The quality improvement intervention began as an educational effort to increase awareness in hematology fellows and hematology attending physicians by way of hematology conference presentations, case discussions, and in-person consultations. This target group was selected because they provided consultation recommendations to medical teams evaluating patients for HLH, and directed evaluation of patients with HLH on the Hematology inpatient service. A standardized consult note was developed with instructions on correct test ordering, and this incorporated a search strategy for HLH triggers. Additional outreach education was done with the internal medicine intern class during their orientation in July, 2017 with the goal of preventing mistaken test ordering due to differential trainee experience and medical knowledge. An electronic health record clinical decision support tool was in development for identifying HLH triggers and early diagnosis facilitation with the HScore. This mechanism was not advanced at the institutional level due to concerns that it could actually increase inappropriate evaluations and healthcare waste by facilitating HLH testing in patients unlikely to have HLH. An electronic pop-up was utilized to alert clinicians to mistaken test ordering until the mistaken tests could be removed from the ordering interface.

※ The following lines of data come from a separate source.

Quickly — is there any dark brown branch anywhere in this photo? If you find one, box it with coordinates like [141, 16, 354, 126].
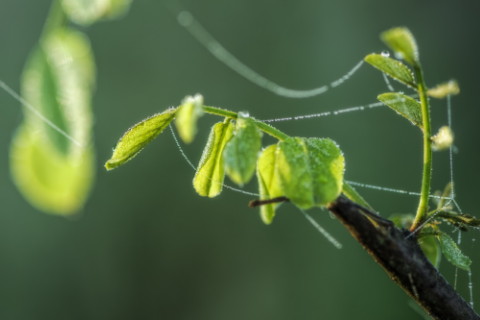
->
[329, 196, 480, 320]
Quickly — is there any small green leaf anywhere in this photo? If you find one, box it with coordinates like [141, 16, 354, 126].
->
[305, 138, 345, 206]
[193, 120, 233, 198]
[380, 27, 420, 66]
[365, 53, 416, 89]
[418, 235, 442, 268]
[62, 0, 132, 25]
[175, 94, 203, 143]
[257, 145, 283, 224]
[427, 80, 460, 99]
[437, 233, 472, 271]
[105, 108, 177, 170]
[430, 126, 453, 151]
[377, 92, 423, 129]
[223, 113, 262, 186]
[277, 138, 345, 209]
[10, 125, 95, 215]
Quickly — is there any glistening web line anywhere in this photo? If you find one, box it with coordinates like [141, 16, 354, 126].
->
[298, 209, 342, 249]
[0, 80, 83, 147]
[177, 10, 363, 99]
[262, 102, 385, 122]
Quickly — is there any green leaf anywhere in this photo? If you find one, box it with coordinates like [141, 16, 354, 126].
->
[193, 120, 233, 198]
[380, 27, 420, 66]
[22, 28, 95, 155]
[418, 235, 442, 268]
[105, 108, 177, 170]
[175, 94, 203, 143]
[365, 53, 416, 89]
[257, 145, 284, 224]
[276, 138, 345, 209]
[223, 113, 262, 186]
[377, 92, 423, 129]
[430, 126, 454, 151]
[62, 0, 132, 25]
[427, 80, 460, 99]
[10, 125, 95, 215]
[437, 233, 472, 271]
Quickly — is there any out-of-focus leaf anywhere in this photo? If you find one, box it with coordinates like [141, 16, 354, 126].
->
[431, 126, 453, 151]
[105, 108, 177, 170]
[193, 120, 233, 198]
[22, 29, 95, 155]
[437, 233, 472, 271]
[276, 138, 345, 209]
[62, 0, 132, 25]
[257, 145, 283, 224]
[175, 94, 203, 143]
[10, 125, 95, 215]
[223, 113, 262, 186]
[427, 80, 460, 99]
[418, 235, 442, 268]
[380, 27, 419, 66]
[377, 92, 423, 129]
[365, 53, 416, 89]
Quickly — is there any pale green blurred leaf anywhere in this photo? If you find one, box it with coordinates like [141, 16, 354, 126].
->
[365, 53, 416, 89]
[22, 28, 95, 155]
[380, 27, 419, 66]
[175, 94, 203, 143]
[193, 120, 233, 198]
[437, 233, 472, 271]
[427, 80, 460, 99]
[418, 235, 442, 268]
[276, 138, 345, 209]
[105, 108, 177, 170]
[61, 0, 132, 25]
[223, 113, 262, 186]
[430, 126, 454, 151]
[257, 145, 284, 224]
[10, 125, 95, 215]
[377, 92, 423, 129]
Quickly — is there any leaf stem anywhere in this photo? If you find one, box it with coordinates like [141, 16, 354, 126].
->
[410, 64, 432, 230]
[203, 106, 289, 141]
[40, 0, 66, 41]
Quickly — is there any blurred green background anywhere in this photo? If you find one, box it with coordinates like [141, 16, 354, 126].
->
[0, 0, 480, 320]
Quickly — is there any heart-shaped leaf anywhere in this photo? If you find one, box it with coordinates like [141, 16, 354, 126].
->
[193, 120, 233, 198]
[105, 108, 177, 170]
[257, 145, 284, 224]
[276, 138, 345, 209]
[223, 113, 262, 186]
[380, 27, 420, 66]
[175, 94, 203, 143]
[377, 92, 423, 129]
[365, 53, 416, 89]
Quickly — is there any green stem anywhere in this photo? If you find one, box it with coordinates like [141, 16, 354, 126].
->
[203, 106, 289, 141]
[410, 65, 432, 230]
[40, 0, 66, 41]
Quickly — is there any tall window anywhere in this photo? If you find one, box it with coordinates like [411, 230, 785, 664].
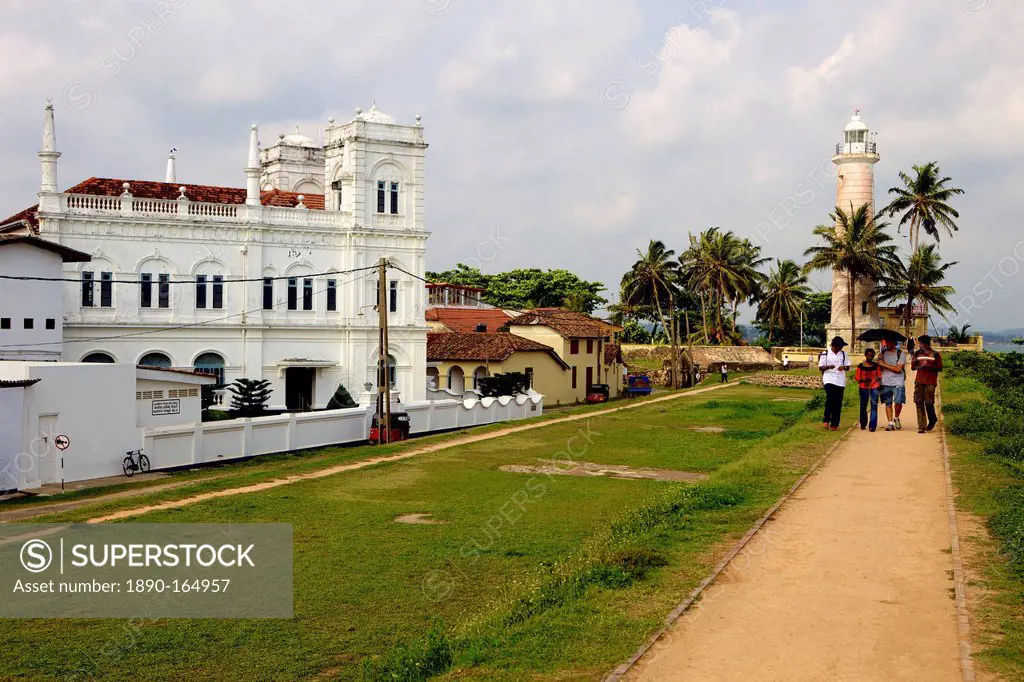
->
[99, 272, 114, 308]
[196, 274, 206, 308]
[331, 180, 344, 211]
[157, 273, 171, 308]
[82, 271, 95, 308]
[193, 353, 224, 385]
[288, 278, 299, 310]
[263, 278, 273, 310]
[213, 274, 224, 310]
[327, 280, 338, 312]
[138, 272, 153, 308]
[302, 278, 313, 310]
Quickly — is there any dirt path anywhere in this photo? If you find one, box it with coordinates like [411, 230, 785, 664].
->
[0, 476, 220, 523]
[87, 381, 737, 523]
[625, 379, 964, 682]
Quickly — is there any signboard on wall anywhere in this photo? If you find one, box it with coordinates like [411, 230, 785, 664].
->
[153, 399, 181, 417]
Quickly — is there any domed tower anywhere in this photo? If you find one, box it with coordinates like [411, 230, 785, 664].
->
[259, 126, 324, 195]
[825, 110, 882, 344]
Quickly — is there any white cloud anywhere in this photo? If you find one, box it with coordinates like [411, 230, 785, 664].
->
[787, 34, 856, 106]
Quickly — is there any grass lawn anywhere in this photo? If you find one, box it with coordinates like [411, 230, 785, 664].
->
[0, 386, 849, 680]
[942, 378, 1024, 680]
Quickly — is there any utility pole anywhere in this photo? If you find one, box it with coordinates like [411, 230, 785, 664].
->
[377, 258, 391, 443]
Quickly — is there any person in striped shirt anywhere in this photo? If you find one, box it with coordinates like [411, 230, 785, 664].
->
[855, 348, 882, 431]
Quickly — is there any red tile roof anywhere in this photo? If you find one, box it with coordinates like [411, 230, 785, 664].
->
[427, 308, 512, 333]
[0, 379, 40, 388]
[427, 332, 568, 368]
[509, 308, 622, 339]
[0, 177, 324, 231]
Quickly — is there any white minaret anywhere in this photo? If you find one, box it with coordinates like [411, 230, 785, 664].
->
[164, 146, 178, 182]
[246, 123, 260, 206]
[39, 101, 60, 194]
[825, 110, 882, 345]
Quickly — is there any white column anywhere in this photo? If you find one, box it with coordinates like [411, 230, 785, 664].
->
[39, 101, 60, 193]
[246, 123, 260, 206]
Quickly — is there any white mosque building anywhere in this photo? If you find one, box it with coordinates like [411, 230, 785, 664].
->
[0, 104, 429, 410]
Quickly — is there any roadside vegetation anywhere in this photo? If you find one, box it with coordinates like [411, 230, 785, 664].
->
[0, 386, 839, 680]
[942, 352, 1024, 680]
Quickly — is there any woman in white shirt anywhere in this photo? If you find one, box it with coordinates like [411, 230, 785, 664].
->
[818, 336, 850, 431]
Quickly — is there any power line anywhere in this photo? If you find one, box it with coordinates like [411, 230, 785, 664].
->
[0, 260, 377, 286]
[0, 265, 377, 348]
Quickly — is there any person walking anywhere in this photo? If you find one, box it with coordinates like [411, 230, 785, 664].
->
[854, 348, 882, 433]
[910, 334, 942, 433]
[818, 336, 850, 431]
[879, 341, 906, 431]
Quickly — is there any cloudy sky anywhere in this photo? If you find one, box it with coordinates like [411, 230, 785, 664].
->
[0, 0, 1024, 329]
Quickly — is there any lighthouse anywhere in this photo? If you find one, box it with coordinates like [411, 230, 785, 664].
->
[825, 110, 882, 346]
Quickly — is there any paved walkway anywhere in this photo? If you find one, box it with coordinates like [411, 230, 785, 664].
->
[626, 379, 962, 682]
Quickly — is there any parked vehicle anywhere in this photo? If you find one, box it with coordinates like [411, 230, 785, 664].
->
[121, 450, 150, 476]
[626, 374, 651, 397]
[370, 412, 411, 445]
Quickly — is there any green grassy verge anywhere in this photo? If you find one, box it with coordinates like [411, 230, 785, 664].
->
[0, 386, 849, 680]
[942, 353, 1024, 680]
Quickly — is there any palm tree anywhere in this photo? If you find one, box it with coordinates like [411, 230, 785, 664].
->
[877, 244, 954, 336]
[622, 240, 679, 386]
[883, 161, 964, 253]
[804, 204, 900, 343]
[679, 227, 767, 342]
[758, 259, 811, 343]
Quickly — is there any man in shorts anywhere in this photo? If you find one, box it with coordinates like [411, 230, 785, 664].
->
[910, 334, 942, 433]
[879, 341, 906, 431]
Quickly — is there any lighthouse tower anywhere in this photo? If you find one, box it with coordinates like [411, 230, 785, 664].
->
[825, 110, 882, 346]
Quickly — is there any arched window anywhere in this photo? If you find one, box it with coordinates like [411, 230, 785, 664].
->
[193, 353, 224, 385]
[82, 351, 114, 365]
[447, 365, 466, 393]
[138, 352, 172, 369]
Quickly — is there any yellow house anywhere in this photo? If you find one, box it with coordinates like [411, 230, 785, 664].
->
[509, 308, 624, 402]
[427, 332, 573, 404]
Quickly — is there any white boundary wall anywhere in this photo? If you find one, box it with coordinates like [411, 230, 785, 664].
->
[142, 391, 544, 469]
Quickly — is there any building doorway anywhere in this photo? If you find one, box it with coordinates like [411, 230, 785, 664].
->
[285, 367, 316, 412]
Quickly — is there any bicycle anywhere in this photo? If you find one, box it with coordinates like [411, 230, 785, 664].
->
[121, 449, 150, 478]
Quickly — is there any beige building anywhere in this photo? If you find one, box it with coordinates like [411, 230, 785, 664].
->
[427, 332, 574, 404]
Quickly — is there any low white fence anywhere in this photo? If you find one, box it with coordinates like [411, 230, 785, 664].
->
[142, 391, 544, 469]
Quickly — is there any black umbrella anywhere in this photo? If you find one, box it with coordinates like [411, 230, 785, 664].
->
[857, 329, 906, 342]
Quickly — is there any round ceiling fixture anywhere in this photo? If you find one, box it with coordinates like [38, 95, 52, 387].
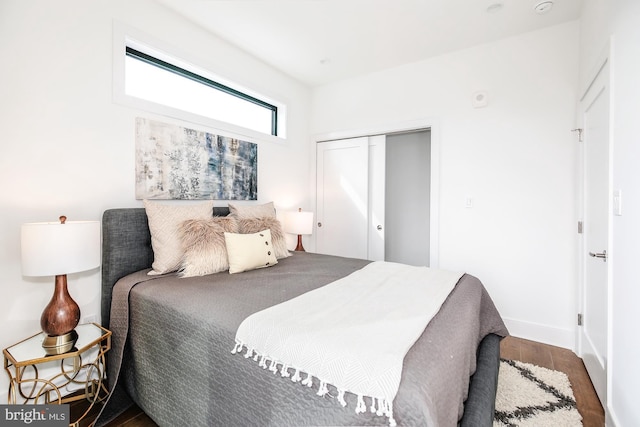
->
[533, 0, 553, 15]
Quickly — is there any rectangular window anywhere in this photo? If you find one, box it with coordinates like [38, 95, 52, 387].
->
[124, 46, 278, 136]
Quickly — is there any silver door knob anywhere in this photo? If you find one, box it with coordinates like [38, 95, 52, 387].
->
[589, 249, 607, 262]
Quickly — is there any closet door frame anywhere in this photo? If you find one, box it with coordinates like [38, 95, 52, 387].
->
[310, 118, 440, 268]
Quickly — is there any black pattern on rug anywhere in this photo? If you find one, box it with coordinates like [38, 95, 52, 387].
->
[494, 359, 582, 427]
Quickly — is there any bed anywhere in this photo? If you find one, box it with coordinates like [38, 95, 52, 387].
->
[97, 207, 508, 426]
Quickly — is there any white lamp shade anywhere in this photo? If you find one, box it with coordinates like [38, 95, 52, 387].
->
[285, 211, 313, 234]
[22, 221, 100, 276]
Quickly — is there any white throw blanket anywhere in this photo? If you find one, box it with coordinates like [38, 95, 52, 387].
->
[233, 261, 463, 425]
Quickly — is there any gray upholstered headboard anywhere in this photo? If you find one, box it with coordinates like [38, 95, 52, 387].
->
[101, 207, 229, 328]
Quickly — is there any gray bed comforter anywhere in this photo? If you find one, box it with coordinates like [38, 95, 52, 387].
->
[100, 253, 507, 427]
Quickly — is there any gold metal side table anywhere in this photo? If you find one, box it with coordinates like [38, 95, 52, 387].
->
[2, 323, 111, 426]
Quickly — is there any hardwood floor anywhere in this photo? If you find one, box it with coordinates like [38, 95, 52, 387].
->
[100, 337, 604, 427]
[500, 337, 604, 427]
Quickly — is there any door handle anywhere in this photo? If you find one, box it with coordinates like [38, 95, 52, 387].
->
[589, 249, 607, 262]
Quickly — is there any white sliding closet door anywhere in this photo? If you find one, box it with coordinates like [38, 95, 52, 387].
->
[316, 137, 369, 259]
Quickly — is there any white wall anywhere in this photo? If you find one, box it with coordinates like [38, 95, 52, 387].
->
[580, 0, 640, 427]
[312, 22, 579, 348]
[0, 0, 310, 402]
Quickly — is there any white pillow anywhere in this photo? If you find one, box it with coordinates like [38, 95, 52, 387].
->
[229, 202, 276, 219]
[179, 216, 239, 277]
[143, 200, 213, 275]
[238, 217, 291, 259]
[224, 230, 278, 274]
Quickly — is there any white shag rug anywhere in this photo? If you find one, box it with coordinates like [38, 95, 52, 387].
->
[493, 359, 582, 427]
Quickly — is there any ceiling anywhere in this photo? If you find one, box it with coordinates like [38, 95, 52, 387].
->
[156, 0, 583, 86]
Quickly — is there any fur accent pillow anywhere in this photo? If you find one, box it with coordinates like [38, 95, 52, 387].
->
[238, 217, 291, 259]
[143, 200, 213, 275]
[224, 229, 278, 274]
[179, 216, 238, 277]
[229, 202, 276, 219]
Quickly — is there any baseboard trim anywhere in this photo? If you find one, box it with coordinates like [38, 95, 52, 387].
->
[503, 318, 576, 352]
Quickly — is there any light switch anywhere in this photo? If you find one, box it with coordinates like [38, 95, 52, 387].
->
[613, 190, 622, 216]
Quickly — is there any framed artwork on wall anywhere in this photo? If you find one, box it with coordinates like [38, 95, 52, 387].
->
[135, 117, 258, 200]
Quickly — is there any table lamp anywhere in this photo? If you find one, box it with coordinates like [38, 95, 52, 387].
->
[284, 208, 313, 252]
[21, 216, 100, 355]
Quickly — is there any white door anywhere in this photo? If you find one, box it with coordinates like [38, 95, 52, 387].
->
[367, 135, 387, 261]
[579, 58, 611, 407]
[316, 137, 369, 259]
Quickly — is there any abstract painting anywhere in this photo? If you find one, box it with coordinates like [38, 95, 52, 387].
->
[136, 117, 258, 200]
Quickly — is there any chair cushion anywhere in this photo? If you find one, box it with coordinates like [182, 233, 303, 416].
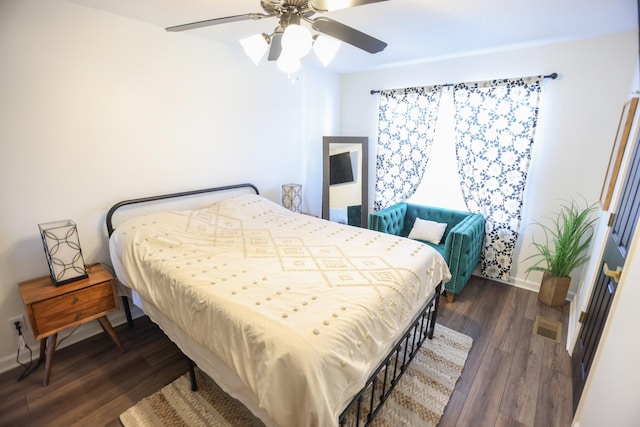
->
[409, 218, 447, 245]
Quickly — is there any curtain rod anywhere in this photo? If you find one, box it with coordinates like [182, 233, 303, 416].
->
[371, 73, 558, 95]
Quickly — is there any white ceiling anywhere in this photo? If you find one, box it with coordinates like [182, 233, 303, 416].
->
[69, 0, 638, 73]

Adult patients (age ≥18) evaluated for possible HLH were identified from administrative and testing databases by 1) International Classification of Diseases (ICD) 9th revision code 288.4, ICD-10 code D76.1X; 2) NK flow cytometry, IL2, or sIL2R testing; and 3) consultation logs for HLH consultation. The charts were reviewed, and clinical information was recorded in a standardized form. HLH was defined by meeting ≥5 of 8 HLH-2004 criteria or HScore ≥169, as detailed previously.[ Patients were excluded from analysis if they were not evaluated for HLH, or if they were less than 18 years of age. Testing of IL2 or NK flow cytometry was defined as a mistaken test, and the intent of the testing was verified by medical record review for each occurrence. Test number, order date, test type, treating service, as well as testing delay for intended testing were recorded on a standardized form. Ordering of NK functional tests was not expressly encouraged due to prior expert opinion about limited utility in adult HLH during the intervention period.[ All evaluations, testing, procedures, and therapeutic decisions were at the discretion of the treating clinicians. HLH genetic testing was obtained with the Cincinnati Children's Hospital HLH panel, and another genetic testing was obtained by the treating clinicians when an inherited syndrome was suspected. Test costs were provided by Quest Diagnostics. None of the participants had any financial conflicts of interest in the intervention. Patient privacy was protected in agreement with standard hospital policies. The iterative retrospective cohort reviews were conducted after approval of the Johns Hopkins Institutional Review Board. Bias was minimized by including patients from problem list billing databases as well as consultations, not just test result databases, as well as pre-specified endpoints, and objective measures of delay. Although the quality improvement intervention could not reach all providers at the institution simultaneously, recurring presentations were done to increase the exposure of the target audience.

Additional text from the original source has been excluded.